Amit Dhurandhar, Ph.D.
DISTINGUISHED ALUMNI AWARD FOR CAREER ACHIEVEMENT
Dhurandhar was recognized for his exceptional contributions to the field of artificial intelligence. His research focuses on understanding AI through its statistical and output behaviors, with applications across diverse industries such as healthcare, retail, and semiconductor manufacturing. His current work emphasizes enhancing trust in AI systems, gaining recognition in top venues like NeurIPS and media outlets such as Forbes and PC Magazine. He has contributed to groundbreaking research in olfaction, with publications in Science and Nature Communications, drawing extensive media attention.

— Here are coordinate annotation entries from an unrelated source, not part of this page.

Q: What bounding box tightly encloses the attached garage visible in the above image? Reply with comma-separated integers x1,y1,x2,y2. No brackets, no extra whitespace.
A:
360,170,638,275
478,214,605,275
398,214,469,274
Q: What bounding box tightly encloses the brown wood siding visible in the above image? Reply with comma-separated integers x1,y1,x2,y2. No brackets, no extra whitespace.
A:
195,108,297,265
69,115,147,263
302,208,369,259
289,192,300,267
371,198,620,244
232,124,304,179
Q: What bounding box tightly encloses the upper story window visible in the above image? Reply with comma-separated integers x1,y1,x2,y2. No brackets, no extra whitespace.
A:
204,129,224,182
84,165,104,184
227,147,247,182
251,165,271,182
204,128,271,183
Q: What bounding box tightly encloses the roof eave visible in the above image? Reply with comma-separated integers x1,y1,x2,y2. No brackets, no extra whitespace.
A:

Dhurandhar’s achievements include multiple awards such as The Association for the Advancement of Artificial Intelligence Deployed Application Award and Best of ICDM. He co-led the development of IBM’s AI Explainability 360 open-source toolkit and has been an invited speaker at notable events like ACM CODS-COMAD 2021. Dr. Dhurandhar’s contributions have also influenced IBM products, earning him prestigious internal awards. He actively contributes to the AI community through roles in top conference committees, National Science Foundation panels, and IBM’s invention disclosure team, and is listed in Marquis Who’s Who 2024.
Chris S. Crawford, Ph.D.
DISTINGUISHED YOUNG ALUMNI AWARD
Crawford was recognized for his outstanding contributions to the field of Computer Science and his pioneering research in human-robot interaction and Brain-Computer Interfaces. He is an associate professor at the University of Alabama’s Department of Computer Science. He directs the HumanTechnology Interaction Lab. His research focuses on human-robot interaction and Brain-Computer Interfaces. He has investigated systems that provide computer applications and robots with information about a user’s cognitive state. He previously developed a brain-drone racing system that was featured on over 800 news outlets, including Discovery, USA Today, the New York Times, and Forbes. Along with investigating brain-robot interaction applications, Crawford also developed Neuroblock, a tool designed to engage K-12 students in neurofeedback application development. He has received multiple awards for his research, including the National Science Foundation CAREER award.
Dustin Karp
DISTINGUISHED ALUMNI AWARD FOR ENTREPRENEURSHIP
Karp’s vision and entrepreneurial spirit have made a significant impact in both the business and education sectors. While studying at the University of Florida, Karp founded Perch, a marketplace connecting Gator fans with local driveways and businesses for game day parking. What began with flyers and a street sign has scaled to thousands of reservations across 10 college campuses, becoming a core part of the game day experience for fans across the country.
Also while at UF, Karp co-founded Edugator, a platform reinventing how computer science is taught. Built with Amanpreet Kapoor, an assistant instructional professor in the UF Department of Computer & Information Science & Engineering, Marc Diaz, and Prayuj Tuli (both students at the time), Edugator enables instructors to create hands-on, interactive courses. It’s powered by AI tools for grading, personalized tutoring, and automatic problem generation. To date, it’s helped thousands of learners and graded over 100,000+ submissions. Karp has spent time in Gainesville, Boston, San Francisco, and New York—currently building product at Polymarket in New York City.